I. Quando la rosa fiorisce e s’appressa la dolce stagione, m’è grato, per il dolce canto dell’usignuolo che odo cantare nella notte oscura per i giardini e le siepi, fare una canzone alla mia ventura, della quale vivo in incertezza.
II. Re, per Cristo! ormai non ci abbandonare, perché i Maomettani ci son superiori: conte né duca cinge cintura che ferisca di lancia meglio di voi; mi duole per l’imperatore che manca a molte genti: ne piange tale che ne ha gioia.
III. Il vostro coraggio s’illumina, perché ne avete buona speranza; cavalcate senza timore sui pagani, gente miserabile; prenderete per primo Labadol, e se andate dritto fino al Marocco, faranno lamenti.
IV. Vedo che ribassa il proprio pregio chi distrugge la gioia della vita; è figlio di malvagia creatura, che mal si comporta: e tuttavia non china il collo!

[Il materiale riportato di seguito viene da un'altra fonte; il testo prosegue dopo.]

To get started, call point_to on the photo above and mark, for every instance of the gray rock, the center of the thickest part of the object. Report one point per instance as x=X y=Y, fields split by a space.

Poiché non è curato, sta meglio tra i miserabili...
V. Non dico per me, tanto mi piace di vedere assai grande allegrezza: l’amore esige che duri a lungo. [Pure] l’uomo non può avere garanzia, se non vuole l’amore carnale; perché vedo che il corpo non ha cura se non di un signore che ingrassa.
VI. Cantore, vi termino la canzone: apprendete l’inizio. Marcabru con gran rettitudine poetò in egual maniera, e tutti lo tengono per un folle che non conosca la natura e non si ricordi perché si nasce.